"Wenn viele kleine Leute an vielen kleinen Orten viele kleine Schritte tun, können wir das Gesicht der Welt verändern."
"Wenn viele kleine Leute an vielen kleinen Orten  viele kleine Schritte tun, können wir das Gesicht  der Welt verändern."

Globales Lernen

„Globales Lernen“ steht in engem Zusammenhang mit der Bildung für nachhaltige Entwicklung. Ziel ist es, die Schülerinnen und Schüler weltoffenen zu erziehen und ihnen die Möglichkeit zu geben, die Bereitschaft und die Kompetenzen zu entwickeln, um sachkundig und verantwortungsbewusst zu handeln für ein gerechteres und zukunftsfähigeres (nachhaltiges) Leben auf der Erde. Dieses Ziel ist zu wichtig, als dass wir mit seiner Vermittlung warten könnten, bis die Kinder „groß und vernünftig“ sind.

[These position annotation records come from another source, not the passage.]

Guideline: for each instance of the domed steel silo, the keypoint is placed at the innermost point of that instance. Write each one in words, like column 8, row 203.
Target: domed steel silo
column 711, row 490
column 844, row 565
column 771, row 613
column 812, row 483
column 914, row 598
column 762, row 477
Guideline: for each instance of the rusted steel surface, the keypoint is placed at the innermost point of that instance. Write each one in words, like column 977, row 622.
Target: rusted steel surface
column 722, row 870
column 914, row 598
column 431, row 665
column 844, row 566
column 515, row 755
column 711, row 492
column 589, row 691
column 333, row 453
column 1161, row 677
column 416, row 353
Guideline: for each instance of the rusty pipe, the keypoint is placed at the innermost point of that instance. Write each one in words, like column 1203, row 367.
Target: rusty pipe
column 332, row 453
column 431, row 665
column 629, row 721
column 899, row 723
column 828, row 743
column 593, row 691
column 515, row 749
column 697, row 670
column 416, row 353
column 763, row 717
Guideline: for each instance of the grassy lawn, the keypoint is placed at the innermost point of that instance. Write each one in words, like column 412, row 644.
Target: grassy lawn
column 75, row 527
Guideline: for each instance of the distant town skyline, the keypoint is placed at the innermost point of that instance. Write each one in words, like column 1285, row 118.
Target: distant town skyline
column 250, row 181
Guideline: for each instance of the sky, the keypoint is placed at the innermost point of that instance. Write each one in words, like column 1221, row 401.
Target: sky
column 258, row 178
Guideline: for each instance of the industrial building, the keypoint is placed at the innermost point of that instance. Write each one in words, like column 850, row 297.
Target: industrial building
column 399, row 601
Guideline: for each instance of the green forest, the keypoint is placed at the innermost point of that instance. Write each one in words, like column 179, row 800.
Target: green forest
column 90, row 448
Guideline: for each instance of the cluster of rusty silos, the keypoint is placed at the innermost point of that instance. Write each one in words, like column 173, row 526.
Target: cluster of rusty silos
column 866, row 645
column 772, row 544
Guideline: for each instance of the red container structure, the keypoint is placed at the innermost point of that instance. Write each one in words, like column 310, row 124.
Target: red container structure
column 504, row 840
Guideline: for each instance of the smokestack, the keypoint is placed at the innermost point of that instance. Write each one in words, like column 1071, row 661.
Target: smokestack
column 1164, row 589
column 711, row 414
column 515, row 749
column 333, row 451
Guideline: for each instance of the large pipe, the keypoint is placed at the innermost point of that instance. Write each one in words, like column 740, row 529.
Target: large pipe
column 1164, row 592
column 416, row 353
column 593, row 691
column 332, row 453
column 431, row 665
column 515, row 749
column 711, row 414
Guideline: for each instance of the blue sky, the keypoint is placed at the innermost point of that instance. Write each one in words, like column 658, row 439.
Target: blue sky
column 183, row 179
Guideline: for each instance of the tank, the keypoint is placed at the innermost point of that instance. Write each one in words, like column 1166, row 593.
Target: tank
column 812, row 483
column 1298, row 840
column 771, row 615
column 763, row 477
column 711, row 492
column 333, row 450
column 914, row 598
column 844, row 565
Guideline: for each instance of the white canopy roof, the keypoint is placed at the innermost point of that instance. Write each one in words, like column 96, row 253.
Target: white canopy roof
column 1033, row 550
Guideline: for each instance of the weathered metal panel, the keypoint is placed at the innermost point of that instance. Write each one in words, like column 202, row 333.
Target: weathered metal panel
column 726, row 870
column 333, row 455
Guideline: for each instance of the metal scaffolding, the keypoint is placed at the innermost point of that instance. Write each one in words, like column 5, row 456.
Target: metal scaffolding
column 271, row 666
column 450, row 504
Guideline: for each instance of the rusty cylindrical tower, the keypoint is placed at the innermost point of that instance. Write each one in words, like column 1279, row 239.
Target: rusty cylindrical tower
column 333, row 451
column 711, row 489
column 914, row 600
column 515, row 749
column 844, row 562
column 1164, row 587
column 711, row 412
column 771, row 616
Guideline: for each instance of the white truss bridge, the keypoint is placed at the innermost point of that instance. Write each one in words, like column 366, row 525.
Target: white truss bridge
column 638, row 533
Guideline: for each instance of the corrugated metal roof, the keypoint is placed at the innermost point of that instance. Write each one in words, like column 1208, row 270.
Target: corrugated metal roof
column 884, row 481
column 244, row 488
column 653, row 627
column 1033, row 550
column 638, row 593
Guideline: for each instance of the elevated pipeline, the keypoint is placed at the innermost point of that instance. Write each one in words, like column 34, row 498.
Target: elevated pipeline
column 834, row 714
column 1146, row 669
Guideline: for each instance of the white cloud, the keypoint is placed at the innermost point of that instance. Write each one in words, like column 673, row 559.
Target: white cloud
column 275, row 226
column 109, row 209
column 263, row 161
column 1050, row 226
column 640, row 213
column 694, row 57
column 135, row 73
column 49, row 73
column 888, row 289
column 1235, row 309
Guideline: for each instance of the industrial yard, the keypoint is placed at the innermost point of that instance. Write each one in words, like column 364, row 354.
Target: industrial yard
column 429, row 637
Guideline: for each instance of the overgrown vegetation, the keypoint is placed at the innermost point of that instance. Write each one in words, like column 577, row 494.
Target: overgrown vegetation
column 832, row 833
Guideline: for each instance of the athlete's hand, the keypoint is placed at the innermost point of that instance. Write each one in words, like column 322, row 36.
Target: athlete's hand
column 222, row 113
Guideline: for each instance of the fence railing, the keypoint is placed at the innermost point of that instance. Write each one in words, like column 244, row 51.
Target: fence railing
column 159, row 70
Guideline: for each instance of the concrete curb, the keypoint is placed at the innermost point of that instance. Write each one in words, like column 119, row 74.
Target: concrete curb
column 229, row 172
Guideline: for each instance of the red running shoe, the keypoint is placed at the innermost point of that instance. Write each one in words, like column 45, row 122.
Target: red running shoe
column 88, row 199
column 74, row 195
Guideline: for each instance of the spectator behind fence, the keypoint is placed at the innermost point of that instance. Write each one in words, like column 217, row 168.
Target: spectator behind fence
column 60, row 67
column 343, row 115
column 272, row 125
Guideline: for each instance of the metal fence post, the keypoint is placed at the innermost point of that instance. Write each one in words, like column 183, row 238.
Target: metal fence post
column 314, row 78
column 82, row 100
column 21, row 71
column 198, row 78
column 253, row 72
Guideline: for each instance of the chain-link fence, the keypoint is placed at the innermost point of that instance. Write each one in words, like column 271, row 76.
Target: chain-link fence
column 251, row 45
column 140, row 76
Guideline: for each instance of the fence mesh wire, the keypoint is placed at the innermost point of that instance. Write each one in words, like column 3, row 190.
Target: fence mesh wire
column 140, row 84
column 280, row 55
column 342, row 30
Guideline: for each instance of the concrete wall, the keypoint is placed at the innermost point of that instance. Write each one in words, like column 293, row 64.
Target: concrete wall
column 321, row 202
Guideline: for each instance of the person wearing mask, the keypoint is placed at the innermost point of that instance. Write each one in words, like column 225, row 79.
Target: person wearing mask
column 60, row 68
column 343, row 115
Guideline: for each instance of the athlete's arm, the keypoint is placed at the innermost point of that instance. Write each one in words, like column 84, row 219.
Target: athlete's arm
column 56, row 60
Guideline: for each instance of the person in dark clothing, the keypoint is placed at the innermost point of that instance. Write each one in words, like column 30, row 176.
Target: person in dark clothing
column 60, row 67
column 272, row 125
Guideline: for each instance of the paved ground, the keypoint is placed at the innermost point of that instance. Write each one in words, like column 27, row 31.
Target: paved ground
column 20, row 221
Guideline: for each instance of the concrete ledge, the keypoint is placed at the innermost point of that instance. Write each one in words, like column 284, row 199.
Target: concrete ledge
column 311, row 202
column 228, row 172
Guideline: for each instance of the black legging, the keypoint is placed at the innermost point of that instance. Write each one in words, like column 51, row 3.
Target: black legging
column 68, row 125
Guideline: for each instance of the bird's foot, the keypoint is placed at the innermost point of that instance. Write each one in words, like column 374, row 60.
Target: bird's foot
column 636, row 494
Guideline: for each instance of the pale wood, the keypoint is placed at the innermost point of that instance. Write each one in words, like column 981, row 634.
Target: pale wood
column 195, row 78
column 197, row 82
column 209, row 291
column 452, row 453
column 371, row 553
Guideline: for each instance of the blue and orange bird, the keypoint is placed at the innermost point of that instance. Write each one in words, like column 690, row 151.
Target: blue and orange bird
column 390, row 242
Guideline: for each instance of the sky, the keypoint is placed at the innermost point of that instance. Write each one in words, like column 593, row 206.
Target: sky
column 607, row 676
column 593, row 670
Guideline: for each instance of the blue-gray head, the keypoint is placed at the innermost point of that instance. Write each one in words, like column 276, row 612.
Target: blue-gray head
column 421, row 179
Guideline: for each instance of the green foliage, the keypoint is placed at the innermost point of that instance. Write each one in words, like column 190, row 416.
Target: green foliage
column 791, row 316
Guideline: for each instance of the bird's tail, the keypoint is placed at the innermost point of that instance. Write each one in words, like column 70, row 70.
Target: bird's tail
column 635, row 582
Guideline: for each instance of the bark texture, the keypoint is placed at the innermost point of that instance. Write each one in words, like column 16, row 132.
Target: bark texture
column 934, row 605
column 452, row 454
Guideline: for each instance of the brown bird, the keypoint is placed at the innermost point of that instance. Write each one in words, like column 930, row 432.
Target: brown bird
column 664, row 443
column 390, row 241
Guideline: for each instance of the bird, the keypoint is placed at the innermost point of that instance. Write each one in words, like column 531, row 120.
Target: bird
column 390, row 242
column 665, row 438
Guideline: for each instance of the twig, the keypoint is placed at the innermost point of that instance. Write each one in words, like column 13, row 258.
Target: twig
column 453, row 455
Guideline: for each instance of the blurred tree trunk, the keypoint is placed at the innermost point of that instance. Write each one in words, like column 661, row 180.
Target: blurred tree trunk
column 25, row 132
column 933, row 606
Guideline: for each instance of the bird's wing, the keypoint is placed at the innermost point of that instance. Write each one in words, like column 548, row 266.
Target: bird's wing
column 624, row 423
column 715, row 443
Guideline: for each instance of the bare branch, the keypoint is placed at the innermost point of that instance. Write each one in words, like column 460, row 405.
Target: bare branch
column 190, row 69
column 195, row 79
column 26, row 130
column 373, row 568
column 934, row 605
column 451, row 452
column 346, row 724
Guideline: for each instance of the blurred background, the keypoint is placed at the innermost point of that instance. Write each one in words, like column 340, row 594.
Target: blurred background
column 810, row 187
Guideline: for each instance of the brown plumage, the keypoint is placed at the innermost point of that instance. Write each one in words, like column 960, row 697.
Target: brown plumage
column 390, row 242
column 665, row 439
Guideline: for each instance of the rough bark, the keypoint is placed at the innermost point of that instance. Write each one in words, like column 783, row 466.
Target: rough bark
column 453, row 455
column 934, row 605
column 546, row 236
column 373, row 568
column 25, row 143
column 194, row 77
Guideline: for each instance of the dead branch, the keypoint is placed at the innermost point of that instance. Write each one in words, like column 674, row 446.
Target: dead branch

Das „Globale Lernen“ gehört in die Grundschule, weil in jungen Jahren viele, hierfür wichtige Wertehaltungen und Einstellungsmuster, erworben werden.

 

Wo immer es möglich ist, versuchen wir unseren Schülerinnen und Schülern konkrete Handlungsmöglichkeiten aufzuzeigen. Ein Schwerpunkt ist dabei die Projektwoche „Faire Woche“, die immer im September, parallel zur Fairen Woche des Weltladen-Dachverbandes stattfindet. Hier gilt es, einen einfühlsamen „Blick über den Tellerrand“ zu ermöglichen. In allen Klassen werden Fotos und Bücher zum jeweiligen Thema (Argentinien, Bananen, Kakao …) angeschaut, Rezepte ausprobiert, Recherchen im Internet und in Büchern getätigt, Plakate erstellt und Kindervorträge gehalten.

 

Wir meinen, es ist bedeutsam, dass sich Kinder handelnd solidarisch als Experten und Expertinnen zeigen können. Daher schließt sich der Sponsorenlauf „Laufen für Leben“ zu Gunsten des „Taubenhäuschens“ am Ende der „Fairen Woche“ an. Er findet im Emspark statt. Unterstützung erhalten wir dabei von der Abteilung Leichtathletik des TSV Obervorschütz für die Laufstationen und von Eltern, die ein gesundes Sportlerfrühstück herrichten. Die Zutaten hierfür werden ebenfalls von der Elternschaft gespendet.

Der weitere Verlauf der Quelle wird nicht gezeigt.